Sandinista: A Novel of Nicaragua
Peter Martin is a senior projects editor at the University of Ottawa
Marie Jakober’s novel about the revolution in Nicaragua in the mid-seventies is a great deal betten than one has any reason to expect.
Ms. Jakober is clearly partisan (as is her publishing house, which has several titles in print extolling the Sandinistas), but her revolutionary characters are not wholly flawless, nor are her reactionary ones wholly repulsive. The people in the novel are all symbolic: aristocratic landowner, wealthy businessman, impoverished revolutionary from the barrio, radicalized revolutionary from the middle class, and so on. But all these characters (and others, of course) whose lives and fates are inextricably intertwined in the small society of Nicaragua are vividly, sympathetically realized.
Daniel, the poor boy from the barrio who turned to terrorism after the death of his labor-leader father, is central to the story, along with Pilar, the radicalized rich girl who is Daniel’s lover.

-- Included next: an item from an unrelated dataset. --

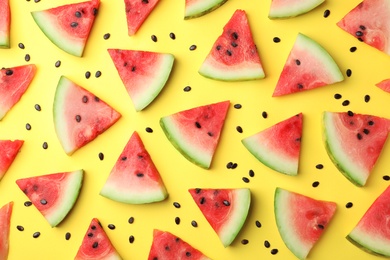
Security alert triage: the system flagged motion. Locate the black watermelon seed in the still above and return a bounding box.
[324,9,330,18]
[16,225,24,231]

They struggle to overthrow the Somoza dictatorship and they are hunted by the brutal counter-terrorist National Guard.
Marie Jakober researched her novel on the spot, and it’s rich with the sights and sounds and smells of Nicaragua. Havana and Wall Street are acknowledged, if unseen, forces in the struggle, but Jakober argues convincingly that the Sandinistas are an indigenous force, in arms against social injustice.